友達はちょうど休憩中で、立ち話だったけど仕事の邪魔をしなくて済んだ。
ご主人さまは「カフェで待ってる」って。
だからすっかりガールズ(って言うには無理な年だけど)トーク状態。
「今ね、旦那は実家に帰ってるんだ」
「そっか~」
友達夫婦があまり上手くいってないのは知ってたので、
自然とそんな話しになった。
「…旦那はすごくいい人で、なんだか息が詰まるの」
「うん」
「旦那には、もっといい人が居るんじゃないか…って思っちゃう」
「それは逃げ口実だよ」
ずるいな、って思った。
『いい人』って言葉を選んでるから、ご主人を立てて自分を落としてるように聞こえるけど、
その『いい人』に息が詰まってるんじゃない。
相手にとって自分が相応しくないんじゃなくて、
自分の気持ちが、もう相手には向いて無いんじゃない。
そう思った。
「旦那さんが…じゃなくて、自分の気持ちと向き合ったほうがいいよ」
私もずるい。
友達に言いながら、自分にも投げかけた言葉みたいに思えた。
(私ももっと自分の気持ちと向き合ったほうがいい)
夫のこと
ご主人さまのこと
私は明らかにずるいことをしている。
休憩時間が終わってしまった友達とばいばいした。
きっと、もう会う機会は無い。
別れ際に手を差し延べられて、握手した。
きっと彼女も同じように感じてる。
*・*・*・*
「もういいの?」
「うん」
「夕ごはん一緒に、とかは?」
「…うん、いいの」
「そうか」
カフェで待っててくれたご主人さまと合流して、
タコ焼きを買って、走りながら車の中で食べた。
わんわんが1つ食べて
ご主人さまに1つ食べさせて
わんわんが食べて
ご主人さまにアーンってして
食べながら友達の話しをした。
自然と離婚とか結婚の話しに流れてく。
「俺も考えなきゃなあ。
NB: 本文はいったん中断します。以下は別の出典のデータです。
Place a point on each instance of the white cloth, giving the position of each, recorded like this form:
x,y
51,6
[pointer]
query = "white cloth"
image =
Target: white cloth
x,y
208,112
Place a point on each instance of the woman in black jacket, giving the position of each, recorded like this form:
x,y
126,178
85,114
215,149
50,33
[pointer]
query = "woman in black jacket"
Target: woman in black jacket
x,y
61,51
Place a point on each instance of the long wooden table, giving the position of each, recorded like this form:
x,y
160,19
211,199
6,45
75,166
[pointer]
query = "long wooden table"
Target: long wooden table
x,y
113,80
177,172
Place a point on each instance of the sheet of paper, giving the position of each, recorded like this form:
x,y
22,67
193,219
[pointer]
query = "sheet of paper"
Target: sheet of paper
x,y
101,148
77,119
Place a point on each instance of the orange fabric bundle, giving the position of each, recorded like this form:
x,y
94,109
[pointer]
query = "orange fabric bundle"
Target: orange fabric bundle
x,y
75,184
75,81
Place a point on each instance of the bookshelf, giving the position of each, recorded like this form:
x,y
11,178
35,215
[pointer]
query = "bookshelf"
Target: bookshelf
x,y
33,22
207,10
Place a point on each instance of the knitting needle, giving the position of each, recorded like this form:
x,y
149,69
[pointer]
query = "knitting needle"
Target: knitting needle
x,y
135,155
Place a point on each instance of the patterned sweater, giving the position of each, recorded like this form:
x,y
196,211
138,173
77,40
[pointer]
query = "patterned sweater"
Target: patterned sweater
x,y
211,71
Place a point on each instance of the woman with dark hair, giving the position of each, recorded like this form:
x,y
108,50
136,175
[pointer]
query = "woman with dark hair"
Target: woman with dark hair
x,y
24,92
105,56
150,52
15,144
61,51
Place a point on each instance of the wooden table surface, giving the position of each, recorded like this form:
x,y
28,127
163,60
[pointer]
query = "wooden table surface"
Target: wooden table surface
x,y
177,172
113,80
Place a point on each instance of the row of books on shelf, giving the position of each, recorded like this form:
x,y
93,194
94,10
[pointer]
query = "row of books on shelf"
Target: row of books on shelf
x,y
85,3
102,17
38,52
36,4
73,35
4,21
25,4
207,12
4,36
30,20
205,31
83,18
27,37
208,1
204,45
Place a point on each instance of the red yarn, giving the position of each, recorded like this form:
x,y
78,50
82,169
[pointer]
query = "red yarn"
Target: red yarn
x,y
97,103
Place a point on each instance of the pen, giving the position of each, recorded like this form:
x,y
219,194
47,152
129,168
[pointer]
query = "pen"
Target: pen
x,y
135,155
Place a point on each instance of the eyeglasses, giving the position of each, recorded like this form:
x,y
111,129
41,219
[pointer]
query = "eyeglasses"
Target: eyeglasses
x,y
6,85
プレッシャーだ」
「プレッシャーなの?」
「プレッシャーだよ。長男だし子供のことも」
「作っちゃう?」
「誰と」
「んっ!」
「あなたはダメ。奥さんでしょ」
え~、とか言いながらケラケラ笑って聞き流した。
ポロンって涙が出たけど、運転中のご主人さまは正面を見てる。
わんわんもご主人さまのほうは見ないで正面だけ見てた。
これなら声だけ気をつければ大丈夫。きっと大丈夫。
泣くのは間違ってる。
ご主人さまは正しいことを言っただけなのだ。